The exhibition will include masterworks from the traditions of religious image making, weaving, colcha embroidery, and filigree jewelry and will also include examples of tinwork and straw appliqué. Many additional important objects in these traditions as well as furniture and architectural woodworking can be seen in the Museum's history exhibition, Four Centuries: A History of Albuquerque, and at the Museum's historic site, Casa San Ysidro, the Gutiérrez/Minge House, located in Corrales.
In addition to historic objects, the exhibition includes works of art by many contemporary artists. The Museum's collection is remarkably broad in scope; it was developed as a celebration of both adherence to historic precedent and innovation within the revival of tradition. From the beginning the museum purchased work by artists who broke new ground within the revival movement in the 1970s and thus the collection contains some very surprising and unexpected early work by artists who later became masters of the tradition.
A New Light on Tiffany: Clara Driscoll & the Tiffany Girls
The Tiffany Girls on the Roof of Tiffany Studios, c. 1904-05, Reproduction courtesy the Charles Hosmer Morse Museum of American Art, Winter Park, Florida
May 8 to Aug. 21, 2011 (North Gallery)
Louis Comfort Tiffany was one of the most recognized designers of his time in decorative arts, especially in stained glass. However, some lamps, windows and other decorative objects which were originally thought to be designed by Tiffany himself, are now recognized as designed and executed by a special group of women who worked for Tiffany at the turn of the 20th century.
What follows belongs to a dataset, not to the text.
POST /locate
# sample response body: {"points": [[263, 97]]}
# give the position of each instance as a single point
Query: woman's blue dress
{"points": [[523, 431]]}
The "Tiffany Girls, as they were called, worked for Louis Comfort Tiffany in the Women's Glass Cutting Department of Tiffany Studios along with their department head, Ohio-born designer Clara Driscoll (1861-1944).
This ground-breaking exhibition explores the turn of the 20th century New York women who created many of Tiffany Studios' celebrated decorative objects. Included are approximately 70 Tiffany lamps, windows, mosaics, enamels and ceramics, as well as pages of newly discovered documents written by designer Clara Driscoll.
The presentation in Albuquerque of A New Light on Tiffany, has been made possible through the generous local support from REDW, Garcia Infiniti, and Wells Fargo.